If you want to connect to Microsoft SQL Server from AWS Lambda, you can build a separate Layer including the needed OBDC drivers and pyobdc.

If you maintain your own environment, you need to take care of the above steps. Because of this limitation usage in combination with Glue jobs is limited and you need to rely on the provided functionality inside Glue itself.

Notes for Oracle Database

awswrangler is using the oracledb for interacting with Oracle Database. For installing this package you do not need the Oracle Client libraries unless you want to use the Thick mode. You can have a look at the documentation from Oracle to see how they can be installed in your environment.
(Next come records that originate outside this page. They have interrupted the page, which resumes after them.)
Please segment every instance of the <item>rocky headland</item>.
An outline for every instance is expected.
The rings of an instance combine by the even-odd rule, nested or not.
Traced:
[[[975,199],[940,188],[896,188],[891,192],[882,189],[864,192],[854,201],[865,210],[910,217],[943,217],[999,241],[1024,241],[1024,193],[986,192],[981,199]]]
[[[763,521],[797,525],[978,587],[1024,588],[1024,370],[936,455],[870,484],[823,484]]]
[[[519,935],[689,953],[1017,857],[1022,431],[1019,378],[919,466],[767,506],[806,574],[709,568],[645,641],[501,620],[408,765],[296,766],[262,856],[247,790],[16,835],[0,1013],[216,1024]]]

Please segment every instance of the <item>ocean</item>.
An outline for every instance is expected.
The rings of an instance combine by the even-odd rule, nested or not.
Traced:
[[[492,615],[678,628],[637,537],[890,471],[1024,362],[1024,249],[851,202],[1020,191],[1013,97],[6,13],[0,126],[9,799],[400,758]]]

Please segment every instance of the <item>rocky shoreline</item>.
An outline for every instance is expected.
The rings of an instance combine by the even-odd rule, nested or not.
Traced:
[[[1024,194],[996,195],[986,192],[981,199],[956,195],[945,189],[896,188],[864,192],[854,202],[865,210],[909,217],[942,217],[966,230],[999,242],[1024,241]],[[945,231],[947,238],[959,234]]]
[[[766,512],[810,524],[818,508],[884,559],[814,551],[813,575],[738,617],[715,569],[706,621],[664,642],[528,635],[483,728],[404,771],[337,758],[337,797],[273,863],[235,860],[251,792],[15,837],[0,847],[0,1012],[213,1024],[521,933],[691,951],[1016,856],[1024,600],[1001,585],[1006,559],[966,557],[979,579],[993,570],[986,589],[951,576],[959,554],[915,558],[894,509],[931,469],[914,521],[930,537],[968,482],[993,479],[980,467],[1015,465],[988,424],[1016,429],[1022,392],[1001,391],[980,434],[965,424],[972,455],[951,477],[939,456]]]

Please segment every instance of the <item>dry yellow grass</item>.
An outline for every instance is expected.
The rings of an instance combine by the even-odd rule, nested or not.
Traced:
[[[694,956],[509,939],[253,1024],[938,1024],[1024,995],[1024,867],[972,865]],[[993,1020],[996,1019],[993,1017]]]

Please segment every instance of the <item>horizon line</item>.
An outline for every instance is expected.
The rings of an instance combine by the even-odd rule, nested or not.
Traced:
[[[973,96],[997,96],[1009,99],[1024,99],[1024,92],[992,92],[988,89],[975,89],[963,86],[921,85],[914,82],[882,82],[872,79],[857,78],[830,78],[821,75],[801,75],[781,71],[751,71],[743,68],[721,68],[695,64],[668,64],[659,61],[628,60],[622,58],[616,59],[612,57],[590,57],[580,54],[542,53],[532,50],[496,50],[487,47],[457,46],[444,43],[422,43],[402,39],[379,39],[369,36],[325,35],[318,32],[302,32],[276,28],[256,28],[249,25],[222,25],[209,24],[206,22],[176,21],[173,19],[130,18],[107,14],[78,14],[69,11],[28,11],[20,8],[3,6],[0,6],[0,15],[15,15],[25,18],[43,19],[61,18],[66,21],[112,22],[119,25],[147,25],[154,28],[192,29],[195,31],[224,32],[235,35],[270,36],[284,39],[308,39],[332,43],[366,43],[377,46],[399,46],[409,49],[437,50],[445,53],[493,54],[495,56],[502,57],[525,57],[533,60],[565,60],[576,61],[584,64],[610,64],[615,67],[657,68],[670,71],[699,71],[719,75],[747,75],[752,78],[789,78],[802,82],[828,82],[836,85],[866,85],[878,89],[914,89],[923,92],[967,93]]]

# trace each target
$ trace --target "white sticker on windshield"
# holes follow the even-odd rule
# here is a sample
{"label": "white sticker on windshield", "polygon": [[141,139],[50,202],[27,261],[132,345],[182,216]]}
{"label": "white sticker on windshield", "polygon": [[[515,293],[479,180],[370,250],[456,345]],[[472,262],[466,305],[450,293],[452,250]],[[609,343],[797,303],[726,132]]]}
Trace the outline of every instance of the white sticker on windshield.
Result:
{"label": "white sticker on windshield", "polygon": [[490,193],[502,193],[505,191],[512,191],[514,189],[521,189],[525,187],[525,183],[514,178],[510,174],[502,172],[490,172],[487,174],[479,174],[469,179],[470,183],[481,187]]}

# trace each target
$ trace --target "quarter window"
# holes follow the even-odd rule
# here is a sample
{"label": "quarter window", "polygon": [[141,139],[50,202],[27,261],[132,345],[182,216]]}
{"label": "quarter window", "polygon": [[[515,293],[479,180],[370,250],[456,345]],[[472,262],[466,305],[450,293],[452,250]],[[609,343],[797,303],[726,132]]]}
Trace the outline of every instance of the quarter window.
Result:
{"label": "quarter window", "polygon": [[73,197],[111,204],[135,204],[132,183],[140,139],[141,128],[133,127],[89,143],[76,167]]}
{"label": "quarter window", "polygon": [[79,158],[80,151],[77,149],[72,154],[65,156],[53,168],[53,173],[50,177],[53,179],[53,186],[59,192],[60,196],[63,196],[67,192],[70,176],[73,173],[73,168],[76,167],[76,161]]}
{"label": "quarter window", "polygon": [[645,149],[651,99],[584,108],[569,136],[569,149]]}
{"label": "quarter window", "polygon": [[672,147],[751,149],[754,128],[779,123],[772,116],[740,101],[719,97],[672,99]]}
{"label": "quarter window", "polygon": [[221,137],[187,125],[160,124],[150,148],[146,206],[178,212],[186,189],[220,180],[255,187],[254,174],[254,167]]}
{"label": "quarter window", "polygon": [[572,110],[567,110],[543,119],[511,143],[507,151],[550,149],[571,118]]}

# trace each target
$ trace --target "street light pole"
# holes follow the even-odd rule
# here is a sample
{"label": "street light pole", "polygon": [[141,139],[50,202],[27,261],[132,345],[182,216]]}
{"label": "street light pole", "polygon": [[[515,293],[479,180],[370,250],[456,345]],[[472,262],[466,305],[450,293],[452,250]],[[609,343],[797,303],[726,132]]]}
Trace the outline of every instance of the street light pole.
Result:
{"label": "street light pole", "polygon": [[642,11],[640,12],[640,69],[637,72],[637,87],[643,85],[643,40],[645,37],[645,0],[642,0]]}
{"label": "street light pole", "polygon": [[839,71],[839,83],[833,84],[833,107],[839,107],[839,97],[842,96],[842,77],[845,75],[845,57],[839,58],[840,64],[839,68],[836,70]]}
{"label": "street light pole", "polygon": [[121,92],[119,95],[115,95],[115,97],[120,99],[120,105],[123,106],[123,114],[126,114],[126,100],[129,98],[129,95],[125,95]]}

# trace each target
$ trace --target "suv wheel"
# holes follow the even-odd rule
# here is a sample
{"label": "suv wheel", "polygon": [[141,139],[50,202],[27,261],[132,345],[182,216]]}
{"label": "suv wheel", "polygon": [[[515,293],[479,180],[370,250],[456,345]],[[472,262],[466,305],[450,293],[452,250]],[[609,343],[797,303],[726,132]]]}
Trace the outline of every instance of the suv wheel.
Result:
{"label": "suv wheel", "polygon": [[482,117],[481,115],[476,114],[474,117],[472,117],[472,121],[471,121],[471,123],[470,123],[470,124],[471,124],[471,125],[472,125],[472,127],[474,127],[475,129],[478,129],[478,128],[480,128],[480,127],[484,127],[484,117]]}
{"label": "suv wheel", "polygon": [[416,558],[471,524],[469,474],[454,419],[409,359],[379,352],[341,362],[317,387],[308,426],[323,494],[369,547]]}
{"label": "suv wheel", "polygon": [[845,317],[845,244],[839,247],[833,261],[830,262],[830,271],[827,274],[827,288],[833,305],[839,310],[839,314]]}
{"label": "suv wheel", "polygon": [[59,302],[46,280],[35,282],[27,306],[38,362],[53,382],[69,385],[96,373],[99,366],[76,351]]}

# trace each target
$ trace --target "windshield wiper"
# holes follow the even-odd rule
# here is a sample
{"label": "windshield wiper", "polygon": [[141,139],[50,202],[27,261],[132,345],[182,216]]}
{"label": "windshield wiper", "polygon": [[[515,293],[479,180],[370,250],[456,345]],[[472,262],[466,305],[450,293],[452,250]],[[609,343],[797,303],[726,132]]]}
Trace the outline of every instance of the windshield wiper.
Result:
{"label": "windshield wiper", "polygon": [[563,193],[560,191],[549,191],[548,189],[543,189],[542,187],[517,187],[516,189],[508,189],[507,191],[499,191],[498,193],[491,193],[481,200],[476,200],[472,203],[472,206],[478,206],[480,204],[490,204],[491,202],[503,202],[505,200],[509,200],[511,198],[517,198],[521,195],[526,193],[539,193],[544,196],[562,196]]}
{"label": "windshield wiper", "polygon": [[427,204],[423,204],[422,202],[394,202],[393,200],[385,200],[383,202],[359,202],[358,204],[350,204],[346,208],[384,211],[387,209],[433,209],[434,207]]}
After installing these client libraries you can either just install oracledb or awswrangler with the oracle extra, which will also install oracledb:

>>> pip install oracledb
>>> pip install 'awswrangler[oracle]'

If you maintain your own environment, you need to take care of the above steps. Because of this limitation usage in combination with Glue jobs is limited and you need to rely on the provided functionality inside Glue itself.